L'homme n'a pas la maîtrise du climat : la sécheresse a affecté la campagne céréalière 1996-1997 et le déficit structurel de la Mauritanie s'est trouvé aggravé, avec des risques de pénurie pour les populations des zones les plus déshéritées. Vous m'en avez longuement parlé lors de nos dernières rencontres. La France a décidé, en conséquence, de reprendre son aide alimentaire. Des dispositions seront prises pour livrer très prochainement une nouvelle contribution pour 1997 de 3 000 tonnes de céréales et de produits lactés, dont l'utilisation se fera selon les règles internationales en vigueur.


Ma visite en Mauritanie Monsieur le Président, me permet d'apprécier l'importance de cette coopération et, comme vous le disiez tout à l'heure son caractère mutuellement bénéfique. Elle me permet aussi, de constater les grandes affinités qui existent entre nos deux peuples qui font de l'esprit de tolérance une vertu essentielle, et qui sont tous deux attachés à l'émergence d'un monde à la fois solidaire et pacifique.

Cette étroite relation d'amitié et d'estime, la France aspire à l'entretenir avec tous les pays d'Afrique qui le souhaitent, dans un esprit de partenariat. Car elle entend rester fidèle à l'Afrique, tout en adaptant son approche aux réalités d'aujourd'hui. Nous en avons longuement discuté, Monsieur le Président, et je crois que, une fois encore, nous nous sommes compris.

Le continent a connu, ces derniers temps, des événements qui l'ont profondément marqué, meurtri, blessé. Pourtant, des évolutions favorables se dessinent, que l'on ne peut pas, que l'on ne doit pas ignorer. Dans de nombreux pays, l'état de droit progresse, la démocratie s'enracine, la croissance s'affirme et son taux dépasse aujourd'hui celui de la démographie. Comment ne pas souligner aussi les efforts consentis pour parvenir à une intégration régionale sans cesse plus poussée, pour développer une diplomatie préventive ou la recherche par les Africains eux-mêmes de solutions à leurs différends.

Monsieur le Président, Mesdames et Messieurs, face à ces grandes évolutions, la France prend sa part de responsabilités, en développant des relations dans la confiance et le respect scrupuleux des souverainetés. Elle veut continuer à accompagner fraternellement les progrès de l'Afrique : elle est, et restera, pour l'Afrique subsaharienne, le premier donneur d'aide. Elle milite pour que soient maintenus à un niveau suffisant les flux financiers d'aide publique et qu'un traitement définitif soit apporté à la dette des pays les plus pauvres. C'est au titre d'une certaine conception de la solidarité internationale que la France défend et continuera de défendre ces idées. Les réformes économiques et l'amélioration du cadre juridique et institutionnel dont les pays, comme le vôtre, ont compris la nécessité, lui permettent d'encourager les entreprises privées à y investir davantage.

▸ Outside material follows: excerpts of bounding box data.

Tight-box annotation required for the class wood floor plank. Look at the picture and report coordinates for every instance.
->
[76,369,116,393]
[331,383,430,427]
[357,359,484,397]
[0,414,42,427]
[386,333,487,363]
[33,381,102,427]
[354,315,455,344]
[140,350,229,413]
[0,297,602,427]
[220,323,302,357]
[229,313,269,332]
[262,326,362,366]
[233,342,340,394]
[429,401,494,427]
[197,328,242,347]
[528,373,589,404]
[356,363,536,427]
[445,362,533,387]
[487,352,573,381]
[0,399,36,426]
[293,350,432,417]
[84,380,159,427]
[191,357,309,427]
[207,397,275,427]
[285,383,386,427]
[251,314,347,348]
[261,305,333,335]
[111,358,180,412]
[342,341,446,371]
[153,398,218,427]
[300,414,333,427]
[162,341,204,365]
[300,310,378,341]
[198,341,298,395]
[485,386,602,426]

Située à la conjonction du Maghreb et de l'Afrique de l'Ouest, la Mauritanie peut agir de son côté comme un canal naturel de communication entre ces deux mondes à la fois si différents et si proches.

Il faut aujourd'hui s'organiser pour dépasser les antagonismes. L'heure est à la création de zones de paix et de coopération. En Afrique de l'Ouest, l'intégration régionale progresse, les pays ont compris que leurs intérêts sont liés. Ainsi, à votre frontière Sud, Monsieur le Président, l'Organisation de mise en valeur du fleuve Sénégal est en voie de devenir, au-delà de ses missions techniques, un lieu de concertation entre les Etats riverains sur des questions vitales pour leurs populations. Je pense en particulier à la nécessité de ne pas distraire l'eau indispensable du fleuve sans qu'un accord global et techniquement bien étudié ne soit réalisé. Au Nord, il faut espérer une solution prochaine de la question, que vous avez évoquée, Monsieur le Président, du Sahara occidental dans le cadre, et nous sommes du même avis du plan de règlement des Nations Unies.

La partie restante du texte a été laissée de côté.